On July 26, it will be twenty years since Elder Horacio
A. Tenorio of the new Second Quorum of the Seventy joined the Church with
his wife. During most of those years, he has been deeply involved in Church
service as branch president, bishop, counselor in a stake presidency, stake
president, Regional Representative over five regions, president of the
Mexico Torreon Mission, and—most recently—Regional Representative over
seven regions along Mexico’s west coast.
Elder Tenorio says the organization of the Second
Quorum of the Seventy is a historic event that will bring blessings to
Latter-day Saints throughout the world. This will be particularly beneficial
in Mexico, where growth of the Church has greatly increased the work load
of leaders.
Despite the rapid pace of Church growth in Mexico
in recent years, Elder Tenorio says, “I believe it’s barely beginning.”
In ten years, he points out, Mexico will have more than thirty thousand
returned missionaries to swell the Church’s leadership corps, and there
is the potential for Mexico’s ninety-six stakes to become two hundred or
more.
Part of his enthusiasm about Church growth in Mexico
stems from the enjoyment he finds in serving others. “He loves and respects
people, and it’s satisfying to me that he will have this opportunity to
serve,” says Sister Tenorio. Through the years of their membership, both
have grown through serving in Church callings. “Service has helped me always
to be closer to the Lord,” Maria Tenorio says.

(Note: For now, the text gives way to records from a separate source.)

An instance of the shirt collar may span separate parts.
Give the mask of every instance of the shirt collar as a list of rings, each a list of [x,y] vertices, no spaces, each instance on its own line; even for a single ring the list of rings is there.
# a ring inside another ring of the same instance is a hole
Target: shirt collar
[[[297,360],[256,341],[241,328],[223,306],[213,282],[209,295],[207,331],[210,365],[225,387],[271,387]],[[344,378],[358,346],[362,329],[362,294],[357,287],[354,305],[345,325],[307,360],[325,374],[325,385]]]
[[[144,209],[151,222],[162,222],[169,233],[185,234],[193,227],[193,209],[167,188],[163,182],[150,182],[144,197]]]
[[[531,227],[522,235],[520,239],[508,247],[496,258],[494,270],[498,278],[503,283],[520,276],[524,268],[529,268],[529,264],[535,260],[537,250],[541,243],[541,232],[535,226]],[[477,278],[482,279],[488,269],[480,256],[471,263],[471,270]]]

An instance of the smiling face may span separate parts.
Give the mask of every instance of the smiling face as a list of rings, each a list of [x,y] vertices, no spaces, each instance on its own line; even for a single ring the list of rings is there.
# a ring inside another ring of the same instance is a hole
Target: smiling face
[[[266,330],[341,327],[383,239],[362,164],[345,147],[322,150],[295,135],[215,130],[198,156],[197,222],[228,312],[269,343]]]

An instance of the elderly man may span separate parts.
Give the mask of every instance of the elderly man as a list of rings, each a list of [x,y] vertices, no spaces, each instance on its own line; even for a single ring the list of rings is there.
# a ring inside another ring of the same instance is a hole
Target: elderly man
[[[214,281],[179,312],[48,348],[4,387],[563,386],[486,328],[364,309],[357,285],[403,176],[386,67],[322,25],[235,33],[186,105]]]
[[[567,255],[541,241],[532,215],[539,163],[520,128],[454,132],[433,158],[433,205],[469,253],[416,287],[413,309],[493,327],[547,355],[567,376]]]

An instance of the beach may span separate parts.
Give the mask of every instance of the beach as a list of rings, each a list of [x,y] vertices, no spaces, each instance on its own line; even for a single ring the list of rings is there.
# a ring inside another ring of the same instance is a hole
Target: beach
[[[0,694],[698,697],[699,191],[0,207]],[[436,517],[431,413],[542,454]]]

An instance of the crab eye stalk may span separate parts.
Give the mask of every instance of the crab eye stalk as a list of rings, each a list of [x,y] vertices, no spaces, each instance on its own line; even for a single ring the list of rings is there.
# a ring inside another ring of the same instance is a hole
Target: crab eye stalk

Horacio Tenorio was born in Mexico’s capital city
on 6 March 1936, a son of Leopoldo Horacio Tenorio, a chemist, and Blanca
Otilia Tenorio, a journalist. When Horacio was ten, his parents moved the
family to Ciudad Obregon, in the state of
Sonora. There he grew up and met Maria. They were married on 25 July
1957, then moved to Mexico City. That is where their three daughters, Maria
Teresa, Monica, and Maria del Rocio, were born.
When the Tenorios were first married, Brother Tenorio
sold cars and trucks. He later became manager of purchasing and sales for
an electrical cable company. For ten years he was manager of purchasing,
then director of materials management for the Church in Mexico. After serving
as mission president from 1982 to 1985, he started a business distributing
ice-cream flavorings, then another distributing irrigation systems.
His daughter Maria Teresa (Mrs. Kent) Player, now
of South Carolina, recognizes her father’s many strengths. Even so, his
calling took her by surprise because there are so many fine leaders in
Mexico, she says. “You don’t think this kind of thing will happen. But
I’m very proud of him.”
Her father’s ability to work hard will help in his
calling, she explains. “When he sets his mind to do something, he does
it.”
The ability to work hard, coupled with a desire to
be firm in obedience, are two of the strengths he offers in his calling,
Elder Tenorio says. He has confidence that he can receive help when it
is needed. “I know that when I am serving the Lord, He will never leave
me alone.”
Elder Tenorio faithfully fulfilled his five-year call
to the Second Quorum of the Seventy and was honorably released October
1, 1994. He became a sealer in the Mexico City Mexico Temple while his wife also served as a Temple Ordinance worker and was called to teach the Gospel Doctrine Class in Sunday School.
The September 1, 2007 edition of the Church News announced that Elder Tenorio and his wife were called to three year terms as President and Matron of the Monterey Mexico Temple, their service to begin November 1 of the same year.